There is something about this area. Have I convinced myself of it? Do I feel, really feel different when I am here? As we step off the bus I get stepped on, weighted down. Oppression. I need to feel free. I need to feel awake and alive. The longer I stay, the worse it gets. How do i step past these happenings in my life? Where do I go to get the magic pill of freedom? Will I be different in a different city? Could life be better? I don't even know how I would get there. This is how people get stuck. I need to be unstuck. What can we do to be alive again? Is this all there was? I know once I am in sight of the stage, the people...I soar.

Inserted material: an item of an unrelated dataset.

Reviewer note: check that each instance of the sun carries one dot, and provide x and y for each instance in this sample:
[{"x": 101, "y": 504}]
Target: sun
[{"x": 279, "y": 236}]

I wouldn't see myself as an encourager, yet I encourage. There is something about truth that draws people out of our present state and leaves us begging for more. We were created for righteousness. So when we see it, without understanding or knowing what is happening, we long to be corrected. We want to be right. As much as our selves fight to be right alwyas, (even if we are wrong) we long, need, want to be right in the most right way. In the most pure form of right-ness. Righteousness. So, we live our lives as best we can whle looking for ways to become or improve our righteousness. When we find these pieces of treasure (sometimes they look like a whole chocolate cake, sometimes like a small piece of baklava-both delicious!) we savour it, make it a part of ourselves and then look for more.
I have found these people, prophets, these righteous words are in such things as sermons, magazines, art, people, books, nature. Because God can speak anywhere, and at any time. We don't know where we will find these random treasures, so we must always be looking for these treasures of correction. Ready to receive.